The small GTP-binding proteins Arl2 and Arl3, which are close homologs, share a number of interacting partners and act as displacement factors for prenylated and myristoylated cargo. Nevertheless, both proteins have distinct biological functions. Whereas Arl3 is considered a ciliary protein, Arl2 has been reported to be involved in tubulin folding, mitochondrial function, and Ras signaling. How these different roles are attained by the two homolog proteins is not fully understood. Recently, we showed that the N-terminal amphipathic helix of Arl3, but not that of Arl2, regulates the release of myristoylated ciliary proteins from the GDI-like solubilizing factor UNC119a/b. In the biophysical study presented here, both proteins are shown to exhibit a preferential localization and clustering in liquid-disordered domains of phase-separated membranes. However, the membrane interaction behavior differs significantly between both proteins with regard to their nucleotide loading. Whereas Arl3 and other Arf proteins with an N-terminal amphipathic helix require GTP loading for the interaction with membranes, Arl2 binds to membranes in a nucleotide-independent manner. In contrast to Arl2, the N-terminal helix of Arl3 increases the binding affinity to UNC119a. Furthermore, UNC119a impedes membrane binding of Arl3, but not of Arl2. Taken together, these results suggest an interplay among the nucleotide status of Arl3, the location of the N-terminal helix, membrane fluidity and binding, and the release of lipid modified cargos from carriers such as UNC119a. Since a specific Arl3-GEF is postulated to reside inside cilia, the N-terminal helix of Arl3•GTP would be available for allosteric regulation of UNC119a cargo release only inside cilia.
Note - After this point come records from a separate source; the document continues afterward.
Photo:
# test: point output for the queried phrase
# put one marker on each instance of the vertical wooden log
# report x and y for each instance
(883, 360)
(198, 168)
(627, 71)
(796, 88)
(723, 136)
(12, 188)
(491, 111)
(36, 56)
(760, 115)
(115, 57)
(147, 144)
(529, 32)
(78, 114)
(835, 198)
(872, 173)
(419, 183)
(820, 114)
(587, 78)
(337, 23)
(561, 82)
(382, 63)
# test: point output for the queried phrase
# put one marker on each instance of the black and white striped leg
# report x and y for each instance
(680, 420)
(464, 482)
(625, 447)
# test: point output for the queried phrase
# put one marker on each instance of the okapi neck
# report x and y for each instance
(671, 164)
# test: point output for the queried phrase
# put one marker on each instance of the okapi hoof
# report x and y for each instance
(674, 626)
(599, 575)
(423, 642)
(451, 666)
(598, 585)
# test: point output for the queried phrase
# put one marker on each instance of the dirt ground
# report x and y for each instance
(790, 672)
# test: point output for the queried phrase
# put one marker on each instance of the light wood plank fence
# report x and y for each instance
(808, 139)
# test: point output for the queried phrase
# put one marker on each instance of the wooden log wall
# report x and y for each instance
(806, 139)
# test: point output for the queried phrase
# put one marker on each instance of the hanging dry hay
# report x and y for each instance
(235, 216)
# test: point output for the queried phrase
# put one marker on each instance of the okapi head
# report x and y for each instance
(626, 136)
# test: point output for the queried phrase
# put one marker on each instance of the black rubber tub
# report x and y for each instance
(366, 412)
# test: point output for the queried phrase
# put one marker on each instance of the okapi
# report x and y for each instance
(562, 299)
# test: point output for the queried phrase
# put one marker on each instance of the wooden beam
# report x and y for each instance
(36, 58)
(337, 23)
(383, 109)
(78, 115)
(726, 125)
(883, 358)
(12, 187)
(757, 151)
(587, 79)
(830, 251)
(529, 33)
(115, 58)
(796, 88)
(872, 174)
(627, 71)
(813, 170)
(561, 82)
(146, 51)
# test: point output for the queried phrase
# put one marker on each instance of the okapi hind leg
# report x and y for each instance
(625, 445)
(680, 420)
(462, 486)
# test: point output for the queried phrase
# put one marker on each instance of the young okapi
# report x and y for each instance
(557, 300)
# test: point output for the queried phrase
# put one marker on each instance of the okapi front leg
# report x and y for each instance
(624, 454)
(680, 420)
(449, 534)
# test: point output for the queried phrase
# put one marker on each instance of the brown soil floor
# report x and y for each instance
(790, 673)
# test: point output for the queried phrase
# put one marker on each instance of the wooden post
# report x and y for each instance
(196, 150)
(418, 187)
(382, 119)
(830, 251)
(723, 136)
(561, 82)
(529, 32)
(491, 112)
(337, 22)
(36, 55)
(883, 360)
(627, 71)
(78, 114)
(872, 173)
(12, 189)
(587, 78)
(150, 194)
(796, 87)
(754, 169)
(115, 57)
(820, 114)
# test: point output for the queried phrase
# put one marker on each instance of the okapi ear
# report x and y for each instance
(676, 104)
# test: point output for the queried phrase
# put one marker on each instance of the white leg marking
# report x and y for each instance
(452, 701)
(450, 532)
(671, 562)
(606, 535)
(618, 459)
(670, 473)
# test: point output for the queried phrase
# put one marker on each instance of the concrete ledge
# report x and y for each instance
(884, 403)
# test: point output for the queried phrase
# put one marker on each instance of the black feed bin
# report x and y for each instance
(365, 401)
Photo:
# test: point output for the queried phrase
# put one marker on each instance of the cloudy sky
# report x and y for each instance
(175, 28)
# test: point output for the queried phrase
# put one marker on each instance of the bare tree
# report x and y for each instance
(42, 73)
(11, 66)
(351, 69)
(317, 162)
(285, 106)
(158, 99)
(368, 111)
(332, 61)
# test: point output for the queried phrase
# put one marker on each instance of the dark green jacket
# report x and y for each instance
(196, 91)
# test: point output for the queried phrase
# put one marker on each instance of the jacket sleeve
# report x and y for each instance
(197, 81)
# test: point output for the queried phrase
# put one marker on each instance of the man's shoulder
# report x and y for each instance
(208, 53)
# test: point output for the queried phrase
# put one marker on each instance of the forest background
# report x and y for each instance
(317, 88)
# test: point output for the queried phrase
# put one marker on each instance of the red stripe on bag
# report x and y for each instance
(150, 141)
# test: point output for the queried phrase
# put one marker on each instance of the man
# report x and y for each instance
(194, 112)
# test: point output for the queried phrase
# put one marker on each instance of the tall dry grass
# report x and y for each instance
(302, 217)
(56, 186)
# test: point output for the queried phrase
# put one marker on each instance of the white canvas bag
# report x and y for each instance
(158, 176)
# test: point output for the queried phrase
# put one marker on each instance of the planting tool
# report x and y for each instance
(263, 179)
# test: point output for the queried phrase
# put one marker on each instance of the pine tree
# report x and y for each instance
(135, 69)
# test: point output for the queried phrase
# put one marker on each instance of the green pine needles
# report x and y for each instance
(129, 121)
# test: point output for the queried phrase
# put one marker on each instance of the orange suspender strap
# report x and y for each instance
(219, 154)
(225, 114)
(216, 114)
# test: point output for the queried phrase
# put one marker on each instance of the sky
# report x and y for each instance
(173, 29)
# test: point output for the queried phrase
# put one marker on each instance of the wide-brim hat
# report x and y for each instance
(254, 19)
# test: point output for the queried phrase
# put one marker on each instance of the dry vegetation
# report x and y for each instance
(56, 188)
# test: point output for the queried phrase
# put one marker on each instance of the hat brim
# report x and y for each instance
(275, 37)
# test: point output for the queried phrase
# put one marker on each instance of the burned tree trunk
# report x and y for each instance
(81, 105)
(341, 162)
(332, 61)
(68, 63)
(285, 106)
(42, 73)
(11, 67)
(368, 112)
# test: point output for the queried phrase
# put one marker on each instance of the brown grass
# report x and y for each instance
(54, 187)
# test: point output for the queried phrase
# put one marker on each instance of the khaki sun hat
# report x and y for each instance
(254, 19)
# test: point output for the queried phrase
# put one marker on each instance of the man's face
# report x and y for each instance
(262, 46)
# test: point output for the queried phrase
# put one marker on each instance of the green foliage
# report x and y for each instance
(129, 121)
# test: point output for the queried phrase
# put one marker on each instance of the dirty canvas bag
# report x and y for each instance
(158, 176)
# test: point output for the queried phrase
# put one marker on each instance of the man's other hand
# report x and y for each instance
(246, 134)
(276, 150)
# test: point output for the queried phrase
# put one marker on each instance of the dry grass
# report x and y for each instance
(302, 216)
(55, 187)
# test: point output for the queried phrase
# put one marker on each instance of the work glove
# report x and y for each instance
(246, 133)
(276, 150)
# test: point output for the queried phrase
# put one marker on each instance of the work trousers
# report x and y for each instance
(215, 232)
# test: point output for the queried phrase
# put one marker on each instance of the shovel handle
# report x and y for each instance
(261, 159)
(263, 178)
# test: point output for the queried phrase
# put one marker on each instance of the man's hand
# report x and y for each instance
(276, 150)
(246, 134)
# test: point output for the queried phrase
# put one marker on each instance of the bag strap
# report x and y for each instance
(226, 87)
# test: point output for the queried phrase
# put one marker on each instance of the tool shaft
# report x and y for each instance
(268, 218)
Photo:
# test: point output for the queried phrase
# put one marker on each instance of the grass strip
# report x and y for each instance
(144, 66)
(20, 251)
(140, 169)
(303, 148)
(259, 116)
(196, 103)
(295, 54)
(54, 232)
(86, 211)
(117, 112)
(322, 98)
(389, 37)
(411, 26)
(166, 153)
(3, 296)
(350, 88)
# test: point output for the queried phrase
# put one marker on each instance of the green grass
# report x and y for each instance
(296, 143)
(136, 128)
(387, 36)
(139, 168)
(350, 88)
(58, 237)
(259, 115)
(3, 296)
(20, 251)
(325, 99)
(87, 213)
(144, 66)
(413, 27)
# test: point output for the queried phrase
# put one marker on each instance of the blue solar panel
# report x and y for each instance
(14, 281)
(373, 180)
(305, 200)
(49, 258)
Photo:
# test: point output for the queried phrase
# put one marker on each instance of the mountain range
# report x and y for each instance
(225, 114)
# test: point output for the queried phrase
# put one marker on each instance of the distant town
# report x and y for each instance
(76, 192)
Dissociation of the K-Ras4B/PDEδ complex upon contact with lipid membranes: membrane delivery instead of extraction.

K-Ras4B is a small GTPase whose selective membrane localization and clustering into microdomains are mediated by its polybasic farnesylated C-terminus. The importance of the subcellular distribution for the signaling activity of K-Ras4B became apparent from recent in vivo studies, showing that the delta subunit of cGMP phosphodiesterase (PDEδ), which possesses a hydrophobic prenyl-binding pocket, is able to function as a potential binding partner for farnesylated proteins, thereby leading to a modulation of the spatiotemporal organization of K-Ras. Even though PDEδ has been suggested to serve as a cytosolic carrier for Ras, the functional transport mechanism still remains largely elusive. In this study, the effect of PDEδ on the interaction of GDP- and GTP-loaded K-Ras4B with neutral and anionic model biomembranes has been investigated by a combination of different spectroscopic and imaging techniques. The results show that PDEδ is not able to extract K-Ras4B from membranes. Rather, the K-Ras4B/PDEδ complex formed in bulk solution turned out to be unstable in the presence of heterogeneous membranes, resulting in a release of farnesylated K-Ras4B upon membrane contact. With the additional observation of enhanced membrane affinity for the K-Ras4B/PDEδ complex, a molecular mechanism for the PDEδ-K-Ras4B-membrane interaction could be proposed. This includes an effective delivery of PDEδ-solubilized K-Ras4B to the plasma membrane, probably through cytoplasmic diffusion, the dissociation of the K-Ras4B/PDEδ complex upon plasma membrane contact, and finally the membrane binding of released farnesylated K-Ras4B that leads to K-Ras4B-enriched microdomain formation.